Although requests for admission under Federal Rule of Civil Procedure 36 are governed by the same relevance standards set forth in Federal Rule of Civil Procedure 26(b), such requests are not, strictly speaking, discovery devices. Workman v. Chinchinian, 807 F.Supp. 634, 647 (E.D. Wash. 1992) (Rule 26 relevance standards apply); Misco, Inc. v. United States Steel Corporation, 784 F.2d 198, 205 (6th Cir. 1986) (not a discovery device). Requests for admission are designed to limit factual issues in the case. Henry v. Champlain Enterprises, Inc., 212 F.R.D. 73, 77 (N.D.N.Y. 2003). Although the rule permits a party to ask another party to admit the truth of "the application of law to facts," requests for admission should not be used to "demand that the other party admit the truth of a legal conclusion," Disability Rights Council v. Wash. Metro. Area, 234 F.R.D. 1, 3 (D.C. Cir. 2006); Fed. R. Civ. P. 36(a)(1). A request calls for a legal conclusion when it asks a party to admit what is required or permitted by particular regulations. Miller v. Holzman, 240 F.R.D. 1, 5 (D. D.C. 2006). A party may move for a protective order for protection from "annoyance, embarrassment, oppression, or undue burden. . . ." Fed. R. Civ. P. 26(c)(1).
Plaintiff's requests that incorporate a provision of the DOM or the California Administrative Code call for a legal conclusion, for they ask defendants to admit what the regulations or the provisions of the operations manual permit or require. These requests are improper as discovery requests.
Although plaintiff's other requests do not call for legal conclusions, they are not relevant. It appears that plaintiff seeks through them to argue that the policy is not rationally related to legitimate penological objectives when applied to him rather than to the class of lifer inmates without parole dates. Accordingly, the motion for a protective order is well taken.
III. Plaintiff's Motion To Continue Proceedings On Summary Judgment
Plaintiff asks the court to continue the proceedings on summary judgment under Rule 56(f) of the Federal Rules of Civil Procedure. He bases this request on his outstanding requests for admission, which also are the subject of this order. Because the protective order is appropriate, there are no grounds for plaintiff's request to defer a ruling on summary judgment.
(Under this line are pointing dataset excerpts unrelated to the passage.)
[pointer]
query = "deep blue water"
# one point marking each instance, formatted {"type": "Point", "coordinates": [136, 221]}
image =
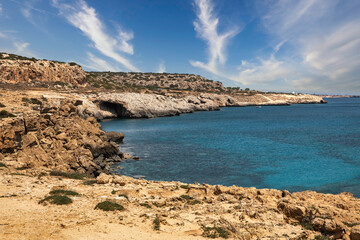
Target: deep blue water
{"type": "Point", "coordinates": [298, 147]}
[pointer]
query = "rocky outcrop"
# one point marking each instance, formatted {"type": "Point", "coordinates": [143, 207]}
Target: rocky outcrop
{"type": "Point", "coordinates": [140, 105]}
{"type": "Point", "coordinates": [176, 81]}
{"type": "Point", "coordinates": [59, 139]}
{"type": "Point", "coordinates": [14, 70]}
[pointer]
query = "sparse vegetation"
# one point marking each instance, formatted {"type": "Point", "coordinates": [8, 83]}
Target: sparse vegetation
{"type": "Point", "coordinates": [89, 182]}
{"type": "Point", "coordinates": [156, 223]}
{"type": "Point", "coordinates": [6, 114]}
{"type": "Point", "coordinates": [145, 205]}
{"type": "Point", "coordinates": [123, 195]}
{"type": "Point", "coordinates": [351, 224]}
{"type": "Point", "coordinates": [109, 206]}
{"type": "Point", "coordinates": [190, 200]}
{"type": "Point", "coordinates": [57, 200]}
{"type": "Point", "coordinates": [67, 175]}
{"type": "Point", "coordinates": [321, 237]}
{"type": "Point", "coordinates": [215, 232]}
{"type": "Point", "coordinates": [63, 192]}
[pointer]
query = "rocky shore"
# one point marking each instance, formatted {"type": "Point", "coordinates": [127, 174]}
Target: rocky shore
{"type": "Point", "coordinates": [51, 137]}
{"type": "Point", "coordinates": [55, 180]}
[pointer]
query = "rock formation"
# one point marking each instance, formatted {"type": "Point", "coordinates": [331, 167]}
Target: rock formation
{"type": "Point", "coordinates": [58, 138]}
{"type": "Point", "coordinates": [15, 70]}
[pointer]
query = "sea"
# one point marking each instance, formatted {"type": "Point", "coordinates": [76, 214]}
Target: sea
{"type": "Point", "coordinates": [298, 147]}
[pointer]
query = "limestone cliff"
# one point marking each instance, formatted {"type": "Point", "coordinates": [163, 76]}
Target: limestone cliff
{"type": "Point", "coordinates": [139, 105]}
{"type": "Point", "coordinates": [17, 69]}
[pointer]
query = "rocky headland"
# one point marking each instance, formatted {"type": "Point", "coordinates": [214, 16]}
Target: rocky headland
{"type": "Point", "coordinates": [55, 166]}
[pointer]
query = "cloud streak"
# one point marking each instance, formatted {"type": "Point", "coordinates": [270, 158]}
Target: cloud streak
{"type": "Point", "coordinates": [322, 42]}
{"type": "Point", "coordinates": [85, 18]}
{"type": "Point", "coordinates": [98, 64]}
{"type": "Point", "coordinates": [161, 68]}
{"type": "Point", "coordinates": [206, 25]}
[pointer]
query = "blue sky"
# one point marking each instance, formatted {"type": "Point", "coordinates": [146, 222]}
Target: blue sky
{"type": "Point", "coordinates": [308, 46]}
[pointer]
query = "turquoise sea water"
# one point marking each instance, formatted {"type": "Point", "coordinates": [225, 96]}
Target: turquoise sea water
{"type": "Point", "coordinates": [298, 147]}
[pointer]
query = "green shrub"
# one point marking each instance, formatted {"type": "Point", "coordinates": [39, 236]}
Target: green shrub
{"type": "Point", "coordinates": [57, 199]}
{"type": "Point", "coordinates": [89, 182]}
{"type": "Point", "coordinates": [156, 223]}
{"type": "Point", "coordinates": [22, 168]}
{"type": "Point", "coordinates": [215, 232]}
{"type": "Point", "coordinates": [321, 237]}
{"type": "Point", "coordinates": [6, 114]}
{"type": "Point", "coordinates": [63, 192]}
{"type": "Point", "coordinates": [35, 101]}
{"type": "Point", "coordinates": [187, 197]}
{"type": "Point", "coordinates": [145, 205]}
{"type": "Point", "coordinates": [351, 224]}
{"type": "Point", "coordinates": [67, 175]}
{"type": "Point", "coordinates": [123, 195]}
{"type": "Point", "coordinates": [109, 206]}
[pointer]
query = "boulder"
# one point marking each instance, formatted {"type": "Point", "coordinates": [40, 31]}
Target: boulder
{"type": "Point", "coordinates": [103, 178]}
{"type": "Point", "coordinates": [292, 211]}
{"type": "Point", "coordinates": [355, 233]}
{"type": "Point", "coordinates": [115, 136]}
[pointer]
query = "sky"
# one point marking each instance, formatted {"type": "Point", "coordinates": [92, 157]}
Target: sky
{"type": "Point", "coordinates": [310, 46]}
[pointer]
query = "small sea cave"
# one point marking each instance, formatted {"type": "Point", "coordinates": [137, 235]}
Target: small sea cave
{"type": "Point", "coordinates": [117, 109]}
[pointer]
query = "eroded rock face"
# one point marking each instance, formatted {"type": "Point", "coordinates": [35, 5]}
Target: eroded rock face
{"type": "Point", "coordinates": [26, 71]}
{"type": "Point", "coordinates": [58, 138]}
{"type": "Point", "coordinates": [140, 105]}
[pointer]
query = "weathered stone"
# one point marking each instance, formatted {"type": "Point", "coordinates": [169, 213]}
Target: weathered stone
{"type": "Point", "coordinates": [355, 233]}
{"type": "Point", "coordinates": [103, 178]}
{"type": "Point", "coordinates": [115, 136]}
{"type": "Point", "coordinates": [292, 211]}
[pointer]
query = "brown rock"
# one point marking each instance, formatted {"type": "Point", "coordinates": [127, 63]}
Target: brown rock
{"type": "Point", "coordinates": [115, 136]}
{"type": "Point", "coordinates": [355, 233]}
{"type": "Point", "coordinates": [292, 211]}
{"type": "Point", "coordinates": [103, 178]}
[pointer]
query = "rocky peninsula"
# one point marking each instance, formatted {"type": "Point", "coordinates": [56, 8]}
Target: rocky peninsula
{"type": "Point", "coordinates": [55, 164]}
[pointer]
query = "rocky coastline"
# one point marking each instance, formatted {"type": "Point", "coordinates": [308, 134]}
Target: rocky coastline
{"type": "Point", "coordinates": [56, 184]}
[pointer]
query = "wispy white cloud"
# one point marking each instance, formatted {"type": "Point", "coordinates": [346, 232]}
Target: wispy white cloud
{"type": "Point", "coordinates": [85, 18]}
{"type": "Point", "coordinates": [161, 68]}
{"type": "Point", "coordinates": [324, 41]}
{"type": "Point", "coordinates": [98, 64]}
{"type": "Point", "coordinates": [22, 48]}
{"type": "Point", "coordinates": [206, 25]}
{"type": "Point", "coordinates": [2, 35]}
{"type": "Point", "coordinates": [267, 70]}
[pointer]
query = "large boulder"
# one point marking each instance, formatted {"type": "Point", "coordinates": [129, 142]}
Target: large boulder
{"type": "Point", "coordinates": [292, 211]}
{"type": "Point", "coordinates": [115, 136]}
{"type": "Point", "coordinates": [355, 233]}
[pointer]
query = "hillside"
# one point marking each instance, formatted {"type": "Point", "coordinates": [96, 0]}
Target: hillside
{"type": "Point", "coordinates": [16, 69]}
{"type": "Point", "coordinates": [153, 81]}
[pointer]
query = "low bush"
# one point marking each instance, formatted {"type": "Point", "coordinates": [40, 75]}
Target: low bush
{"type": "Point", "coordinates": [89, 182]}
{"type": "Point", "coordinates": [109, 206]}
{"type": "Point", "coordinates": [6, 114]}
{"type": "Point", "coordinates": [67, 175]}
{"type": "Point", "coordinates": [63, 192]}
{"type": "Point", "coordinates": [215, 232]}
{"type": "Point", "coordinates": [57, 200]}
{"type": "Point", "coordinates": [145, 205]}
{"type": "Point", "coordinates": [156, 223]}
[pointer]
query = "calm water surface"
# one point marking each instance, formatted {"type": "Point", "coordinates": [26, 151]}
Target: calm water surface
{"type": "Point", "coordinates": [298, 147]}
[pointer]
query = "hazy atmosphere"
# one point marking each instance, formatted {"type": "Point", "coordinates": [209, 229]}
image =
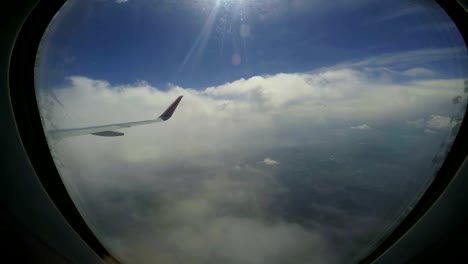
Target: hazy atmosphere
{"type": "Point", "coordinates": [307, 130]}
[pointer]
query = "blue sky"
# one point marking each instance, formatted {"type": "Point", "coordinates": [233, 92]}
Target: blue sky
{"type": "Point", "coordinates": [192, 43]}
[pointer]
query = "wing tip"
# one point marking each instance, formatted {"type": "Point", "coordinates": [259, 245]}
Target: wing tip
{"type": "Point", "coordinates": [171, 109]}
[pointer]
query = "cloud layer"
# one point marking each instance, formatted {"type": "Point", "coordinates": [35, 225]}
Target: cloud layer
{"type": "Point", "coordinates": [192, 189]}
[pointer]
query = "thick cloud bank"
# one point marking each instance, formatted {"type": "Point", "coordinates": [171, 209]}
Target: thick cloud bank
{"type": "Point", "coordinates": [237, 174]}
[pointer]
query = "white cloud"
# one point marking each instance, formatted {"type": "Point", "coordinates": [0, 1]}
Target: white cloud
{"type": "Point", "coordinates": [185, 165]}
{"type": "Point", "coordinates": [269, 161]}
{"type": "Point", "coordinates": [416, 123]}
{"type": "Point", "coordinates": [439, 122]}
{"type": "Point", "coordinates": [429, 131]}
{"type": "Point", "coordinates": [416, 72]}
{"type": "Point", "coordinates": [361, 127]}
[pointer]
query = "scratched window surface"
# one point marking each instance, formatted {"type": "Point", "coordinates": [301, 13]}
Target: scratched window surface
{"type": "Point", "coordinates": [307, 129]}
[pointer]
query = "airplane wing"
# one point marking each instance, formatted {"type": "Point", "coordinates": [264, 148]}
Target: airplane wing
{"type": "Point", "coordinates": [109, 130]}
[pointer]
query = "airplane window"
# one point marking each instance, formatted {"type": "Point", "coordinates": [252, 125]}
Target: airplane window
{"type": "Point", "coordinates": [306, 132]}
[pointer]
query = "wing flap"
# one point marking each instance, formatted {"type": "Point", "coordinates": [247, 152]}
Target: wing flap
{"type": "Point", "coordinates": [108, 130]}
{"type": "Point", "coordinates": [108, 134]}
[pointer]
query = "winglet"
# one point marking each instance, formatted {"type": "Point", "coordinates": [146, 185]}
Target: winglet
{"type": "Point", "coordinates": [170, 110]}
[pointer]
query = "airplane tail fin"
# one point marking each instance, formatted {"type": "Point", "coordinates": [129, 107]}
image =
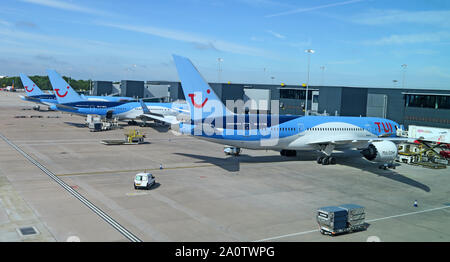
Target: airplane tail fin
{"type": "Point", "coordinates": [63, 91]}
{"type": "Point", "coordinates": [202, 100]}
{"type": "Point", "coordinates": [30, 87]}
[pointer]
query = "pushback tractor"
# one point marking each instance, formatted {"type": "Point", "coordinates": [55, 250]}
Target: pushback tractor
{"type": "Point", "coordinates": [334, 220]}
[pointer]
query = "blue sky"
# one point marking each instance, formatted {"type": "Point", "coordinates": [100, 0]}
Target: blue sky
{"type": "Point", "coordinates": [358, 42]}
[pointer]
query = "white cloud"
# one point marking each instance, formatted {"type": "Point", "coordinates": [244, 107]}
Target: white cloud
{"type": "Point", "coordinates": [435, 71]}
{"type": "Point", "coordinates": [302, 10]}
{"type": "Point", "coordinates": [387, 17]}
{"type": "Point", "coordinates": [345, 62]}
{"type": "Point", "coordinates": [198, 40]}
{"type": "Point", "coordinates": [411, 39]}
{"type": "Point", "coordinates": [277, 35]}
{"type": "Point", "coordinates": [66, 6]}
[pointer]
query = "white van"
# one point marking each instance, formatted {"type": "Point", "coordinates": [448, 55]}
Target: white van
{"type": "Point", "coordinates": [144, 180]}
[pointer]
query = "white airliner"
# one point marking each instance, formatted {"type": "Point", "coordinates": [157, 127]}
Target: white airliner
{"type": "Point", "coordinates": [212, 121]}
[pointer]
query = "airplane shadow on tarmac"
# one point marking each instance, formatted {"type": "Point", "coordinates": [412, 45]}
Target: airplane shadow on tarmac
{"type": "Point", "coordinates": [348, 158]}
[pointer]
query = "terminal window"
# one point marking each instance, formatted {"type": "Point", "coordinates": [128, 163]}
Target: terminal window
{"type": "Point", "coordinates": [295, 94]}
{"type": "Point", "coordinates": [428, 101]}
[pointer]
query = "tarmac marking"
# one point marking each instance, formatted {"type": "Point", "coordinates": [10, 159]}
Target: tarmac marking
{"type": "Point", "coordinates": [130, 236]}
{"type": "Point", "coordinates": [372, 220]}
{"type": "Point", "coordinates": [131, 170]}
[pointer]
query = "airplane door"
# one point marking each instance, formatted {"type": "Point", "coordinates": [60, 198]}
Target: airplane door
{"type": "Point", "coordinates": [315, 101]}
{"type": "Point", "coordinates": [247, 129]}
{"type": "Point", "coordinates": [301, 127]}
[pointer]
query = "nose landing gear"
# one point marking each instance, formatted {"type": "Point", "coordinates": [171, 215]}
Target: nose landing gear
{"type": "Point", "coordinates": [326, 160]}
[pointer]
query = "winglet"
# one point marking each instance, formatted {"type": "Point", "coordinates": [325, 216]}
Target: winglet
{"type": "Point", "coordinates": [30, 87]}
{"type": "Point", "coordinates": [63, 91]}
{"type": "Point", "coordinates": [144, 107]}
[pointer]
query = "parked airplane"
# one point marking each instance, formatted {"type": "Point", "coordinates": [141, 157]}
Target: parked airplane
{"type": "Point", "coordinates": [213, 121]}
{"type": "Point", "coordinates": [71, 102]}
{"type": "Point", "coordinates": [35, 94]}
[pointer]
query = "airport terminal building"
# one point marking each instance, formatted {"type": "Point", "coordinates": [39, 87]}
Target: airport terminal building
{"type": "Point", "coordinates": [422, 107]}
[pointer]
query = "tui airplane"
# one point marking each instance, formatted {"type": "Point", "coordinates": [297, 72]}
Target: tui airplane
{"type": "Point", "coordinates": [211, 120]}
{"type": "Point", "coordinates": [35, 94]}
{"type": "Point", "coordinates": [71, 102]}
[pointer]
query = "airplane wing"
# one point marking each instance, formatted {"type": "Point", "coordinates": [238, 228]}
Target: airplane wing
{"type": "Point", "coordinates": [342, 141]}
{"type": "Point", "coordinates": [152, 116]}
{"type": "Point", "coordinates": [166, 119]}
{"type": "Point", "coordinates": [61, 106]}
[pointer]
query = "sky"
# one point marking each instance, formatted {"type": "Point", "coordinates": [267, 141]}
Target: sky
{"type": "Point", "coordinates": [356, 42]}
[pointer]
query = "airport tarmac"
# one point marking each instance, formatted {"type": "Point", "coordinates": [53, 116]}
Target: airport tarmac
{"type": "Point", "coordinates": [201, 194]}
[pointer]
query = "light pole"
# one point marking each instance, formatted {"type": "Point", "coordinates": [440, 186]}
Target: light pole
{"type": "Point", "coordinates": [309, 51]}
{"type": "Point", "coordinates": [404, 72]}
{"type": "Point", "coordinates": [219, 68]}
{"type": "Point", "coordinates": [323, 72]}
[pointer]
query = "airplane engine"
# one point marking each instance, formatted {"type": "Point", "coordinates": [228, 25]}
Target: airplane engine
{"type": "Point", "coordinates": [383, 151]}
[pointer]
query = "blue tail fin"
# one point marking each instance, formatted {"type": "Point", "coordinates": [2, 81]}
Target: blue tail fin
{"type": "Point", "coordinates": [30, 87]}
{"type": "Point", "coordinates": [63, 91]}
{"type": "Point", "coordinates": [202, 99]}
IT IS THEREFORE ORDERED that:
1. Plaintiff's motions to compel discovery (docket nos. 29, 30 & 31) are denied;
2. Defendants' motions for a protective order (docket nos. 19 & 36) are granted and defendants are relieved of their obligation to respond to requests for admission served June 25, 2008;
3. Plaintiff's motion to continue proceedings on summary judgment (docket no. 35) is denied; and
4. Plaintiff's opposition to defendants' motion for summary judgment is due within thirty days of the date of this order; the optional reply is due fifteen days after the opposition is filed.